Onions also have sulfur-containing compounds, which have been demonstrated to be protective against certain cancers.
Used in folk medicine for the relief of coughs, colds and catarrh, studies support that onions have valuable antibacterial properties against the likes of Escherichia coli, Pseudomonas aeruginosa and Staphyloccus aureus. What’s more, it’s older, stored onions that appear most potent. Once again, it seems quercetin is of value here, because it has the power to inhibit the growth of Helicobacter pylori and Methicillin-resistant Staphylococcus aureus (MRSA).
Including onions in the diet is associated with improved bone density. This may be because of their antioxidant properties, which reduces oxidative stress and appears to reduce bone loss.
A study looking at the effect on peri- and post-menopausal women reported that frequent onion consumption decreased the risk of hip fracture. A further study on middle-aged women showed onion juice consumption reduced bone loss and improved bone density.
Onions Support Gut Health
Onions are a rich source of fiber and prebiotics, which are necessary for optimal gut health.
Additionally, consuming foods rich in prebiotics helps increase probiotics, such as Lactobacillus and bifidobacteria strains, which benefit digestive health.
A diet rich in prebiotics may help improve the absorption of important minerals like calcium, which may improve bone health.

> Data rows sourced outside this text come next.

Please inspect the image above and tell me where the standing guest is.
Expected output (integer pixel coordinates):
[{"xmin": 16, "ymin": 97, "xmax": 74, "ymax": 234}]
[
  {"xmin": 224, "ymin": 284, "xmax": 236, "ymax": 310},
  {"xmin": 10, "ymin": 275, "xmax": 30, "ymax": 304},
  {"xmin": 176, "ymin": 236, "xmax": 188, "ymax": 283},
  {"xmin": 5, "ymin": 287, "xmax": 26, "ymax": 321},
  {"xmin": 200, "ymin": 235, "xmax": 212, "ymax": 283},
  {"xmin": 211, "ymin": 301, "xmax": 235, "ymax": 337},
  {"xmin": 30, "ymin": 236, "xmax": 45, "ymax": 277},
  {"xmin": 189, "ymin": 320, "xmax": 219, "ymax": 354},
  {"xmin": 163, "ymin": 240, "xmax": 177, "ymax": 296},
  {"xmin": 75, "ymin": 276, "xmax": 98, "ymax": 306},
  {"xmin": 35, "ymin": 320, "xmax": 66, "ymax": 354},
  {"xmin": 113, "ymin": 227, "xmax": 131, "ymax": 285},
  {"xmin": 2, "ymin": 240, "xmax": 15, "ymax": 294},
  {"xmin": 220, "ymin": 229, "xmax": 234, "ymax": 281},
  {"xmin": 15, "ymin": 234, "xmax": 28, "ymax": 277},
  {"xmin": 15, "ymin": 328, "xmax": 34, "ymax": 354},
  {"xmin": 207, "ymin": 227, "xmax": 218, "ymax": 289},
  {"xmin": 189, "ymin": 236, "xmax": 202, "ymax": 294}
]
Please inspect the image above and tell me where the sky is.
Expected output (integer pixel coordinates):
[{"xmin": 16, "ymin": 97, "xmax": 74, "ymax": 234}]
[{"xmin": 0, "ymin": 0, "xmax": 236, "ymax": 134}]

Onions are particularly rich in the prebiotics inulin and fructooligosaccharides. These help increase the number of friendly bacteria in your gut and improve immune function.
Is Onion Good For Everyone?
Despite the numerous health benefits of onions, there are still some setbacks.
While not especially serious, eating onions can cause problems for some people. The carbohydrates in onions may cause gas and bloating.. Onions, especially if consumed raw, can worsen heartburn in people who suffer from chronic heartburn or gastric reflux disease, according to one 1990 study in the American Journal of Gastroenterology(opens in new tab).
Eating a large amount of green onions or rapidly increasing your consumption of green onions may interfere with blood thinning drugs, according to the University of Iowa(opens in new tab) . Green onions contain a high amount of vitamin K, which can decrease blood thinner functioning.
It is also possible to have a food intolerance or an allergy to onions, but cases are rare, according to an article in the Journal of Allergy and Clinical Immunology(opens in new tab). People with onion allergies may experience red, itchy eyes and rashes if an onion comes into contact with the skin. People with an intolerance to onions may experience nausea, vomiting and other gastric discomfort.
Lastly, Jarzabkowski encouraged people to make sure their onions are fresh. “Onions keep for a long time,” she said, “but they still spoil.” Onions spoil much faster if they are chopped or sliced. If you cut up your onions for later use, be sure to refrigerate them in a closed container. Research published in the Journal Food Protection that unrefrigerated yellow onions showed potential growth of E.coli and salmonella, though refrigerated ones did not.